Finding My Bearings#
Before this semester, the only frontend work I had done was with Thymeleaf — server-rendered pages where the server decides what the browser receives, and navigation means a full round trip. React is a different model entirely, and routing is where that difference is most visible.
In a single-page application, the server serves one HTML file and stays out of the way. The browser never reloads. React Router intercepts navigation events and swaps out components instead, which means the application needs to own its own routing logic entirely.
That shift in responsibility took a little time to internalise.
AppRoutes as a Contract#
One decision I made early was to define all routes in a dedicated AppRoutes component before most pages existed. This was not something covered in class — it was a way of making the scope of the application concrete and visible before building into it.
Having a complete route map early meant I could see what pages were needed, in what hierarchy, and which ones required authentication. It functioned more as a planning tool than a technical requirement, and it helped me avoid scope creep by making it obvious when something was not on the list.
Structure#
The root route renders App, which provides the shared layout — header, footer, and an Outlet that renders whichever child route matched. Every page in the application is a child of that root.
Public routes sit at the top level. Protected routes are grouped under a single pathless ProtectedRoute:
<Route element={<ProtectedRoute />}>
<Route path="account" element={<Account />} />
<Route path="characters">
<Route path="create" element={<CharacterCreate />} />
<Route path=":id" element={<CharacterDetail />} />
<Route path=":id/edit" element={<CharacterEdit />} />
</Route>
</Route>The characters path appears twice in the route tree — once as a public overview anyone can visit, and once as a protected group for create, detail, and edit. The overview is intentionally public; there is no reason to require login just to see that the feature exists. The overview page uses conditional rendering to show a different view depending on whether the user is logged in — guests see enough to understand the scope of the application, authenticated users see their data.
The pathless route containing ProtectedRoute has no path of its own. It contributes no URL segment — it only wraps its children with an auth check.
ProtectedRoute#
export default function ProtectedRoute() {
const { isLoggedIn } = useAuth();
const location = useLocation();
if (!isLoggedIn) {
return <Navigate to="/login" state={{ from: location.pathname, errorMessage: 'Login to access this content' }} />;
}
return <Outlet />;
}If the user is not authenticated, they are redirected to the login page.
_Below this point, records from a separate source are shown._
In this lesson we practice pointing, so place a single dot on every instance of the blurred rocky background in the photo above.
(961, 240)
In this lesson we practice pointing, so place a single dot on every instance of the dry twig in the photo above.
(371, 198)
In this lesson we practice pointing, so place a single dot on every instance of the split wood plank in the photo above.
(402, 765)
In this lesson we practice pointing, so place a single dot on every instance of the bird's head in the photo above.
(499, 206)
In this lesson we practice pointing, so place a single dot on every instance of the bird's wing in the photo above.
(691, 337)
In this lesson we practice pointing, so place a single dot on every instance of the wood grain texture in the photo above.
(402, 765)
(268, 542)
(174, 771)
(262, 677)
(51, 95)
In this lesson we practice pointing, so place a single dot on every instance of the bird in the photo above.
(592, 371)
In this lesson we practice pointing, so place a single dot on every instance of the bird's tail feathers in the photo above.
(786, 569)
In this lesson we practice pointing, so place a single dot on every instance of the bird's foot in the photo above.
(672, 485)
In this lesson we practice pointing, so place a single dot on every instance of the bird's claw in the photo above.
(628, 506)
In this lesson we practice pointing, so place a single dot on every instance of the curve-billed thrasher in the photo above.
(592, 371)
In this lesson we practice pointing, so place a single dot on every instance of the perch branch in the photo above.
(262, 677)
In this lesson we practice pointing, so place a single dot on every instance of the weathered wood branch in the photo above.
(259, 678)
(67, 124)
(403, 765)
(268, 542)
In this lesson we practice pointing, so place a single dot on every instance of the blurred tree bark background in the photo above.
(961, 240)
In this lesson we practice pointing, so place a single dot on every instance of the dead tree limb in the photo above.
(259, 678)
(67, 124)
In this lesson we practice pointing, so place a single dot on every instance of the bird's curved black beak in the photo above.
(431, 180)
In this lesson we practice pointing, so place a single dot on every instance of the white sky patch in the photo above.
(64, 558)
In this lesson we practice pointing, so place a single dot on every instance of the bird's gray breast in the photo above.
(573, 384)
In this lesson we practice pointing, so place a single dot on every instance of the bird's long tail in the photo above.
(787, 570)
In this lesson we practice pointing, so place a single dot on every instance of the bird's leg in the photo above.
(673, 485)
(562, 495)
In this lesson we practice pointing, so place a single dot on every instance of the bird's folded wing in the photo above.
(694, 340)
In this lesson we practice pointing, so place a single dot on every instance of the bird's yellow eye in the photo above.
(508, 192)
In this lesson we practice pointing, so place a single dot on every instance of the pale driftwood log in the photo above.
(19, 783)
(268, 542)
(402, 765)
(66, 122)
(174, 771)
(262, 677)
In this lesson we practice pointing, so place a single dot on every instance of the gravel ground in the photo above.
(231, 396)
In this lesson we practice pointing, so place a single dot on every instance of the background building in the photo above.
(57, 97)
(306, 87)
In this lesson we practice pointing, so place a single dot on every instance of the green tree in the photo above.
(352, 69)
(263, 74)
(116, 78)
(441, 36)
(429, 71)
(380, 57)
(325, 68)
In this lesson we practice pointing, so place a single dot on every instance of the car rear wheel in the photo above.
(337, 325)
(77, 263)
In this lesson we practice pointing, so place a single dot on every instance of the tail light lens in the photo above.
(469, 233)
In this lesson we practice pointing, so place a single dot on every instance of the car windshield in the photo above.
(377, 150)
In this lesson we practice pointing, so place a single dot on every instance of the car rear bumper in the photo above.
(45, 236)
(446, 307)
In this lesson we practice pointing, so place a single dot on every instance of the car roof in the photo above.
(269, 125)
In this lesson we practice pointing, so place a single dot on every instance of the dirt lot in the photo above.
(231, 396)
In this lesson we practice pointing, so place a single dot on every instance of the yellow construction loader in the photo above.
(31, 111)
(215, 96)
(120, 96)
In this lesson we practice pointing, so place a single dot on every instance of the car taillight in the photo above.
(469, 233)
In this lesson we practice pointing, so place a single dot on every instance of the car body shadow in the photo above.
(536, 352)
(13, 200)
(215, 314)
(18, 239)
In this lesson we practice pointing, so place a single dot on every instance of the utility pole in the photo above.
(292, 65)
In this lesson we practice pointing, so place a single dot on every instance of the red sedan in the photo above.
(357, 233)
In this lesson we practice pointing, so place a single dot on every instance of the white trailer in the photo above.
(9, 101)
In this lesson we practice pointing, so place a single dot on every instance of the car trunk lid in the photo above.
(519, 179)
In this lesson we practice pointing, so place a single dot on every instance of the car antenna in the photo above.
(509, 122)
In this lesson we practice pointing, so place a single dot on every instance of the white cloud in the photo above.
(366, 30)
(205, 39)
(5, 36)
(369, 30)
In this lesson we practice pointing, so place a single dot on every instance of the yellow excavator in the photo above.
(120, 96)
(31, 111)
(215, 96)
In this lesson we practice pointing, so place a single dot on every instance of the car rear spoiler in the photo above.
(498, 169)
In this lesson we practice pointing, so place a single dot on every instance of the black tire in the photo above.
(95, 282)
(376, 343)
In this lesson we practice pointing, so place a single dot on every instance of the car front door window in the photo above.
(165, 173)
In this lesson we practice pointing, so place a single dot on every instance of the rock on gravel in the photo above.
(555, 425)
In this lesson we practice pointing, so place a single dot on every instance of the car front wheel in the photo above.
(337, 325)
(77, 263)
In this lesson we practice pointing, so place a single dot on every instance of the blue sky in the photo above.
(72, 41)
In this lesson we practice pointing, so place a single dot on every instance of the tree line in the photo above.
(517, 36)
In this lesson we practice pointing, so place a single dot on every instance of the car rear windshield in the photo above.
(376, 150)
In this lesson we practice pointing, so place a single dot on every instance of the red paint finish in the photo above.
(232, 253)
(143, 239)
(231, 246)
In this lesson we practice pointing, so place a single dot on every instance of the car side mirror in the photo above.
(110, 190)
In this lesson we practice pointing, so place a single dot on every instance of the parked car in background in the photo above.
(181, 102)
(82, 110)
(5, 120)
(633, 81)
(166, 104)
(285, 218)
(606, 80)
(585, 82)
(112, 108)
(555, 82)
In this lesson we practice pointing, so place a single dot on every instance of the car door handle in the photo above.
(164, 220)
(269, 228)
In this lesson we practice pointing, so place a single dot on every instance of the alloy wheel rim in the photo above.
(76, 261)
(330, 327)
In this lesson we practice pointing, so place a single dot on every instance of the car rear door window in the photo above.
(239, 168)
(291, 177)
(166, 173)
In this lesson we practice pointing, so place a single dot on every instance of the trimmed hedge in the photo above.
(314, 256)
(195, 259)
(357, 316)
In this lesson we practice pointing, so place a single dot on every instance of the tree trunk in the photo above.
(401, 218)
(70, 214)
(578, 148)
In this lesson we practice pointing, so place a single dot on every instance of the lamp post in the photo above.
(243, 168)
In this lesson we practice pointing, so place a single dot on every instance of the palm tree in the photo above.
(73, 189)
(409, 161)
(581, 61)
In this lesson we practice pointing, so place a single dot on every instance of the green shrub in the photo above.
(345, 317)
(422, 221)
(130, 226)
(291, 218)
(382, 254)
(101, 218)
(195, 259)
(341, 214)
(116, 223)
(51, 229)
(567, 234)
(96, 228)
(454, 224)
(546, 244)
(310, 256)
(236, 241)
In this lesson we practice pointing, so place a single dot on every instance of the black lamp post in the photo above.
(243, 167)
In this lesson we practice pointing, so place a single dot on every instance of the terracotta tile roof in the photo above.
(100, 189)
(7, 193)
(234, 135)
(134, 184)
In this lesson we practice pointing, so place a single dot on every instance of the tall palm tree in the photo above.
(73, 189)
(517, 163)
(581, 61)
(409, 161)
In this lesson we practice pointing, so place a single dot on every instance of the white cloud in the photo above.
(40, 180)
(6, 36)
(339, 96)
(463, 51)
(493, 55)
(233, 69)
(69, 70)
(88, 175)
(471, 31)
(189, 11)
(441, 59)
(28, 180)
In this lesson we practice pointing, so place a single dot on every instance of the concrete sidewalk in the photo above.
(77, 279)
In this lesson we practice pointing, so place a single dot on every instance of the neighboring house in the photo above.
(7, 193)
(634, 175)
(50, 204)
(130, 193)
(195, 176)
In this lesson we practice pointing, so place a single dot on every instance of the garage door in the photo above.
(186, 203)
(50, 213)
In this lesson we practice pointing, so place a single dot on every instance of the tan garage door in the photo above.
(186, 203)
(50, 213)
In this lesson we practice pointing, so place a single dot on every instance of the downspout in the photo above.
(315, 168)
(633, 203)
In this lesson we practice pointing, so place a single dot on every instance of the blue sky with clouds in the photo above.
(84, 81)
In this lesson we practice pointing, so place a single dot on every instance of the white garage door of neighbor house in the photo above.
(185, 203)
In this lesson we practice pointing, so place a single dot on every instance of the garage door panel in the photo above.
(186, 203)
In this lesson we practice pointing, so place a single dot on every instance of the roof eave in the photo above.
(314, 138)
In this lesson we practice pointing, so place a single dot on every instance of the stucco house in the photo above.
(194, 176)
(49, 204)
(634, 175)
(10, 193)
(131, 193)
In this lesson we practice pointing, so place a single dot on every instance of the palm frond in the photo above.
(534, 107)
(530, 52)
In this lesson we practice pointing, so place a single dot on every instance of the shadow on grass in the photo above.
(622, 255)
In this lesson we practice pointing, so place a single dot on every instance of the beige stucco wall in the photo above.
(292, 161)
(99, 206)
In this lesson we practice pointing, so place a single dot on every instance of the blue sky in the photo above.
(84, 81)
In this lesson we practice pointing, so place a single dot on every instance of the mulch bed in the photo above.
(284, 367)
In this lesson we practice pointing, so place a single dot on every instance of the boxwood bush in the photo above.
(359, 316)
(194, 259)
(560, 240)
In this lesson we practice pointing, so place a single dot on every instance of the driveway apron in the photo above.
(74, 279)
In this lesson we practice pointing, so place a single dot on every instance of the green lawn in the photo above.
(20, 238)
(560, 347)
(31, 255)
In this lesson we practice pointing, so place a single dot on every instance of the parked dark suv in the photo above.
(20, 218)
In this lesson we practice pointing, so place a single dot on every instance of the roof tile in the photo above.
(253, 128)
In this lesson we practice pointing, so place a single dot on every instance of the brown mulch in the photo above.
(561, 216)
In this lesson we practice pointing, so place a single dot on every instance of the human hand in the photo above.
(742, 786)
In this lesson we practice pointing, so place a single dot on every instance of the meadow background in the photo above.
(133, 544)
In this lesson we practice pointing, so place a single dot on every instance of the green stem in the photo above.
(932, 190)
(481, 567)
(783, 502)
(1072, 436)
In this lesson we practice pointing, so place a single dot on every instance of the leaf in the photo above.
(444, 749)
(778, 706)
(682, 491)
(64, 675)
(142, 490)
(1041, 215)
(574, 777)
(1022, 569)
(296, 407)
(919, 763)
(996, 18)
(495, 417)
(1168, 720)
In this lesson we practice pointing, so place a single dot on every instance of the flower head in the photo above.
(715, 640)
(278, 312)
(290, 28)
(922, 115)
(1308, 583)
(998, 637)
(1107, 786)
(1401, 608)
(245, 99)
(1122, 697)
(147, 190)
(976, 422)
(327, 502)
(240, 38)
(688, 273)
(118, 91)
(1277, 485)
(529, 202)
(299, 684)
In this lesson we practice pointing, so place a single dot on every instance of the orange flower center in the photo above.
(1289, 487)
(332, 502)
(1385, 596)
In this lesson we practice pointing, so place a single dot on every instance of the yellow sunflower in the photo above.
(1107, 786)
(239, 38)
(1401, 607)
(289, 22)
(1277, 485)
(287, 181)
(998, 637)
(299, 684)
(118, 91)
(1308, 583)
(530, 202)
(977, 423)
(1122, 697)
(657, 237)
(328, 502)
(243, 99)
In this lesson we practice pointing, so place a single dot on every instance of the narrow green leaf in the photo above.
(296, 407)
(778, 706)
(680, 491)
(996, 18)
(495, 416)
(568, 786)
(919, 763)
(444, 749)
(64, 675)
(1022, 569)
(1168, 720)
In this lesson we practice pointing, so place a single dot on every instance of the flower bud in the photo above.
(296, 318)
The current path and an error message are forwarded as navigation state. The login page reads that state and surfaces the message through StatusMessage, so the user understands why they landed there rather than where they intended to go.
ProtectedRoute renders Outlet when the check passes — it has no knowledge of which page follows. That is the child route’s concern.
Reflections#
Coming from server-rendered pages, defining routes as a tree of components rather than files on a server was a different way of thinking about navigation. Once the mental model clicked — that the URL is just a reflection of which components are active — the structure started to feel natural. Building AppRoutes first, before most pages existed, turned out to be the right instinct.